Dr. Stephanie Edmonds is a Nurse Scientist at Abbott Northwestern Hospital in Minneapolis and an Associate Adjunct Faculty at the University of Iowa College of Nursing. She is also the co-host of the Woman Centered Health Podcast. Dr. Edmonds has completed a Quality Improvement fellowship at the Iowa City VA Medical Center, obtained a Masters in Public Health at Tulane University, and a PhD in Nursing at the University of Iowa. Her current research includes exploring family building among U.S Veterans, the impact of military exposures on fertility, reproductive life planning practice among clinicians, and weight bias among women’s health clinicians. Dr. Edmonds believes that all people regardless of sexual orientation, gender identity, weight, income, race, ethnicity, religion deserve to be treated kindly by health care professionals and that their values and preferences should be at the center of all health care decision making.

OUR STORY

Because communication impacts health outcomes, we created Woman Centered Health to improve sexual and reproductive health communication between providers and clients. At WCH we firmly believe that communication is the cornerstone to a successful care provider and client relationship. We define a successful relationship as one that establishes trust or mutual respect, and a client who feels empowered. We want to create a new approach to overcoming communication barriers between care providers and their clients by providing evidence-based and real solutions.  Our approach, woman-centered care, can help overcome communication barriers and create successful patient-client relationship. 

 

Woman centered means just that, putting the individual woman at the center of care. There are many factors that intersect and influence a woman’s sexual and reproductive health, this includes socioeconomic status, politics, access to care, environment, personal beliefs, values, and experiences, religion, family and relationship dynamics, and mental health.

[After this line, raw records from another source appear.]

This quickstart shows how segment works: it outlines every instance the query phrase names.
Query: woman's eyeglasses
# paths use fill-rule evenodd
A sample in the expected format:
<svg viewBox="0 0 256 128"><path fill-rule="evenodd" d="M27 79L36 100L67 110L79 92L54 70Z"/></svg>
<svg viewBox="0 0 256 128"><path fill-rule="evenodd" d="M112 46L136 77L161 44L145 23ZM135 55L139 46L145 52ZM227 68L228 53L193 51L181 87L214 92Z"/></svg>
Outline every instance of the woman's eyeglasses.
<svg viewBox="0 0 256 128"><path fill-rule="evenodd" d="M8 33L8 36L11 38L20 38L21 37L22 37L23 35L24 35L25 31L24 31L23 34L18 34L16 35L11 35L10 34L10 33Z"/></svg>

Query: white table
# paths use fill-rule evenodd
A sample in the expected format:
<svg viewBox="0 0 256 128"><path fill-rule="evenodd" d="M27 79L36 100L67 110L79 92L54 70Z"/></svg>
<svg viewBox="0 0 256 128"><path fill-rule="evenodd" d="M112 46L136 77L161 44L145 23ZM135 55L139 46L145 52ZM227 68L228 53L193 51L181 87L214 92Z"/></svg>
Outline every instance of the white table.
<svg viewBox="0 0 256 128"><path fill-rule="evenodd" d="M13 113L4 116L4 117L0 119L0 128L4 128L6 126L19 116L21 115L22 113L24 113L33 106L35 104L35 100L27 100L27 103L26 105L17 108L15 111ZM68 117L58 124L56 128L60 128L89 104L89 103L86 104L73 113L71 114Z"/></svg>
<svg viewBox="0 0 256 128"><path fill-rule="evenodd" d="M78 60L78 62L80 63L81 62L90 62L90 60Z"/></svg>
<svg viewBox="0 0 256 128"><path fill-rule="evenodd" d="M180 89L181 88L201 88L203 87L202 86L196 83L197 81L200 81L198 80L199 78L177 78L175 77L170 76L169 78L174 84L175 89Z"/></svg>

To effectively improve the sexual and reproductive health of women our dialogue, treatment plans, and polices need to reflect the multidimensional world women live in. 

 

Additionally, at Woman Centered Health believe that sexual and reproductive health is not fertility driven; women are not defined by their reproductive or non-reproductive status. Albeit much of sexual and reproductive health care revolves around avoiding pregnancy, trying to become pregnant, and being pregnant, women have health needs that extend before, beyond, and parallel to their “fertile” years.  Therefore, care needs to be holistic and considerate of the whole self.  Thus, woman centered health is not talking to the woman, but with her.